Estimating disk space needed for temporary files

Hello,

I’m a new Dask user.
I launched a job using Client and was surprised that 95 GB worth of temporary files were created before the execution crashed - that’s as much free space as I had on my hd.

  1. How would I estimate how much disk space is needed for the temporary files?

Here is my code

from functools import reduce

from distributed import Client
import dask.array as da

client = Client()

size = 100000

vals = da.linspace(0, 1, size).astype('float32')

test = da.random.uniform(low=0, high=1, size=(100000, 12, size), chunks=(200, 1, size)).astype('float16')

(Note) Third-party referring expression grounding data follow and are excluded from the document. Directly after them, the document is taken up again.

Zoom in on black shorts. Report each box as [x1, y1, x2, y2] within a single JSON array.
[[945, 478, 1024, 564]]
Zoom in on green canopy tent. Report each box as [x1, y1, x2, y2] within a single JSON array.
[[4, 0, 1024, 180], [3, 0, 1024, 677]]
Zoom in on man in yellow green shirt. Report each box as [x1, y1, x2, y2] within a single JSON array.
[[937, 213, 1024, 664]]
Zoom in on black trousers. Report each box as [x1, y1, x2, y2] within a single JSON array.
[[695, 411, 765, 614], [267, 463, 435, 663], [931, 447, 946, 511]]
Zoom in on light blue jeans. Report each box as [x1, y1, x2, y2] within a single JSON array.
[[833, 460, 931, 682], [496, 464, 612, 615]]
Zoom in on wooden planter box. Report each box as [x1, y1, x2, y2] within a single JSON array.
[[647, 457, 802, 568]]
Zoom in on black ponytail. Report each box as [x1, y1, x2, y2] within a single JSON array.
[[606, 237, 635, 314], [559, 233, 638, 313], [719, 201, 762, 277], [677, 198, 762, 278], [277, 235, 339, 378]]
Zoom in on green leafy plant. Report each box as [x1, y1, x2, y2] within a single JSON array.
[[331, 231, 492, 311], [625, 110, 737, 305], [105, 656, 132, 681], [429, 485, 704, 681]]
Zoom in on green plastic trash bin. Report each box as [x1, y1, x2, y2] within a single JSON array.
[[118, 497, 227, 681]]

# number of total values is equal to the 12 above
var_lookup = {
        'a': [0, 1],
        'b':
        [0, 1],
        'c': [0],
        'd': [0, 1],
        'e': [0],
        'f': [0, 1, 2],
        'g': [0]
    }

def custom_convolve(x,y):
    temp_lst = []
    for i in range(x.shape[0]):
        a = da.fft.rfft(x[i])
        b = da.fft.rfft(y[i])
        conv_res = da.fft.irfft(a * b)
        temp_lst.append(conv_res)
    res = da.stack(temp_lst, axis=0)
    return res

n_groups = len(var_lookup.keys())

counter = 0
group_cols = []
for i in var_lookup.keys():

    grp = var_lookup[i]
    if len(grp)==1:
        temp =  test[:,counter,:]
        counter += 1
    else:
        test_list = []
        for _ in var_lookup[i]:
            test_list.append(test[:, counter, :])
            counter += 1
        temp = reduce(lambda x, y: da.map_blocks(custom_convolve, x, y, dtype='float32'), test_list)

    res = (da.sum(temp[:, :] * vals**2, axis=1) - (da.sum(temp[:, :] * vals, axis=1)**2)).astype('float32')

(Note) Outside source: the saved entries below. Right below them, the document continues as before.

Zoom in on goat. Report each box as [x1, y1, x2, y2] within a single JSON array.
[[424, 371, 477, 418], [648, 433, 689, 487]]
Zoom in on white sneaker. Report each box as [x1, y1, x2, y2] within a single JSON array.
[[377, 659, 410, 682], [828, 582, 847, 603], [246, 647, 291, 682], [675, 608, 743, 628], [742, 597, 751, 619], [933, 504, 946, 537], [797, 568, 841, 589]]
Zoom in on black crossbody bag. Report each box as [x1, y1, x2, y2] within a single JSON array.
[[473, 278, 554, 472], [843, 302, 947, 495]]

    group_cols.append(res)

final_res = da.stack(group_cols, axis=1)

final_res.compute()
  1. Please explain what dask is storing in these temporary files. Are these the interim calculations of the workers (in my case convolution of vectors)?

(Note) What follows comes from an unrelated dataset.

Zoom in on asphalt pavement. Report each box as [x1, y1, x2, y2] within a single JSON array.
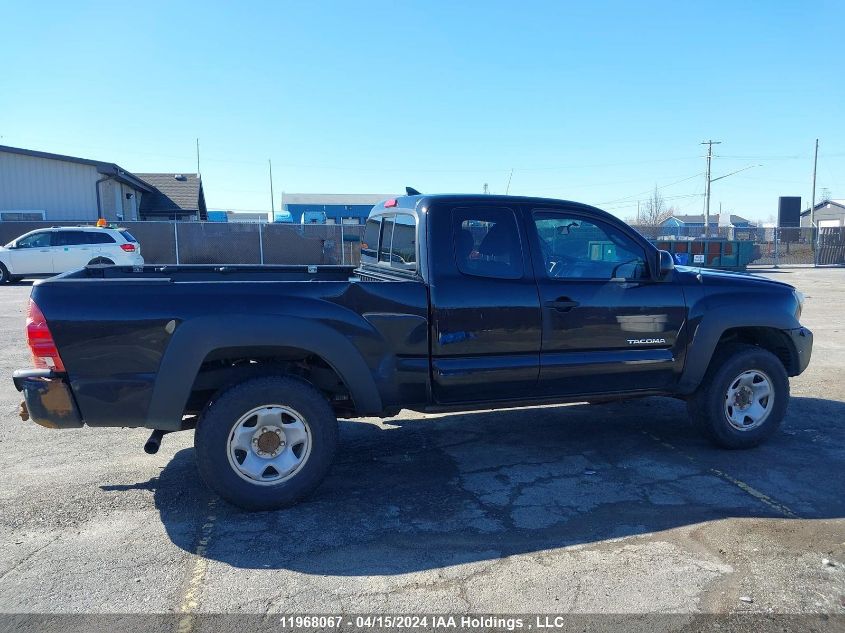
[[0, 269, 843, 621]]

  2. How would I decide whether I should use client or not. I understand that if I don’t use client, then multi-threading still occurs, but I don’t understand which option is better in my context.

  3. Without launching the client, is there also a way to look at a dashboard?

I tried to play with your code to understand what was happening, but it’s a bit too complicated for me. Can you reproduce this kind of behavior with some part of this code?

First, there is the same misunderstanding as in TypeError on da.argmax when executing compute.

Dask tries to stream computation as much as it can, which means avoiding storing intermediate results if it doesn"t need to. In this case, it seems that somewhere within the computation, it needs to store some intermediate chunks results to be able to perform some aggregation at some point. So it spills data to disk until it can perform this aggregation. I didn’t find where while looking at your code for a few minutes, the result is not big, so I’m not sure.

Well, that depends of the kind of computation your doing (threading vs multi-processing), the IO (multiprocessing will be better at some point), and if you want to scale to several server (then you’ll need to use distributed Dask and thus a Client).

Unfortunately not.